HMS Nelson (28) was one of two Nelson-class battleships built for the Royal Navy between the two World Wars. She was named in honour of Horatio Nelson, 1st Viscount Nelson the victor at the Battle of Trafalgar. The Nelsons were unique in British battleship construction, being the only ships to carry a main armament of 16-inch (406 mm) guns, and the only ones to carry all the main armament forward of the superstructure. These were a result of the limitations of the Washington Naval Treaty. Commissioned in 1930, Nelson served extensively in the Atlantic, Mediterranean, and Indian oceans during World War II. She was decommissioned soon after the end of the war and scrapped in 1949
History[]
Nelson was laid down in December 1922 and built at Newcastle by Armstrong-Whitworth. Launched in September 1925, she was commissioned in August 1927 and joined by her sister ship HMS Rodney (built by Cammell Laird) in November. She cost £ 7,504,000 to build and made partial use of the material prepared for the cancelled Admiral-class battlecruisers HMS Anson and Howe, planned sister ships of HMS Hood.
She was the flagship of the Home Fleet from launch. In 1931 the crews of both Nelson and Rodney took part in the Invergordon Mutiny. On January 12th 1934 she ran aground on Hamilton's Shoal, just outside Portsmouth, as she was about to embark with the Home Fleet to the West Indies.
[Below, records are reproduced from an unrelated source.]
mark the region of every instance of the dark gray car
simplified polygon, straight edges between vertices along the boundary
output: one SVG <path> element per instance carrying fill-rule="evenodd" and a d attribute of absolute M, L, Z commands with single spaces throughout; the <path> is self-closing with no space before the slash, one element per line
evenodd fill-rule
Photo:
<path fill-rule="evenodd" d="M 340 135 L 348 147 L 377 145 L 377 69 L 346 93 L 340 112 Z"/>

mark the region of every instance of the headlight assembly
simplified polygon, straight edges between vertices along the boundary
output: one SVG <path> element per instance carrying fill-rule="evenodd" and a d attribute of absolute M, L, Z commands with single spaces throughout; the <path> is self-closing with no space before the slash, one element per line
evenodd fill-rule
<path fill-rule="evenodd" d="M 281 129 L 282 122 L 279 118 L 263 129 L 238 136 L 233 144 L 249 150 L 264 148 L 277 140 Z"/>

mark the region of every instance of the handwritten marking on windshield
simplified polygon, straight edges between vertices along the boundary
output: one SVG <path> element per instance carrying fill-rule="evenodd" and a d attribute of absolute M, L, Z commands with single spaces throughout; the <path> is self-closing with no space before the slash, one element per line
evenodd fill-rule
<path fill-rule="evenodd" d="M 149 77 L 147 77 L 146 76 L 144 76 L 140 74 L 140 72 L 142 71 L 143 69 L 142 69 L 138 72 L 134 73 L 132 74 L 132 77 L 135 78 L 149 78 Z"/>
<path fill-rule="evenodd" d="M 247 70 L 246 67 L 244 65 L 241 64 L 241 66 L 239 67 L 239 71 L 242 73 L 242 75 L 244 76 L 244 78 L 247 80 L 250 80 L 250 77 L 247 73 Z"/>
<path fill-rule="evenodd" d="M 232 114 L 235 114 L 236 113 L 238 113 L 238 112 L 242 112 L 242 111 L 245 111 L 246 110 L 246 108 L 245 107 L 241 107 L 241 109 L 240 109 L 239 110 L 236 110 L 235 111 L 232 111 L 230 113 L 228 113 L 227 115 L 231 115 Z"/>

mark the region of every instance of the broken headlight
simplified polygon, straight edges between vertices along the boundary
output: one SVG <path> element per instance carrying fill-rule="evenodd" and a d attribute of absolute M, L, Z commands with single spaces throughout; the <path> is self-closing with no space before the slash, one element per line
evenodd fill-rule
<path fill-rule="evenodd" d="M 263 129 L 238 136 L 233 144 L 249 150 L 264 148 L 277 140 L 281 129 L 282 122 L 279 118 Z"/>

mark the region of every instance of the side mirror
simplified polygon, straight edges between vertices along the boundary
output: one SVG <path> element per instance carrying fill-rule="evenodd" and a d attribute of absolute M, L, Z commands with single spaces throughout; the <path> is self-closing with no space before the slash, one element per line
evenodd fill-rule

On September 8th 1938, the Nelson was part of a fleet assembled that took part in exercises in the North Sea where it encountered and sailed past a small German task force led by the KMS Deutschland.[1]
On June 26th 1941, Nelson would take part in the Battle of Kristiansand where it sank several German warships including the Deutschland, Graf Spee, Karlsruhe, Königsberg and Leipzig.[2]
In late 1942, the Nelson was assigned to the British Pacific Fleet along with the Anson, Barham, Dunkerque, Hood, Richelieu and Strasbourg.[3]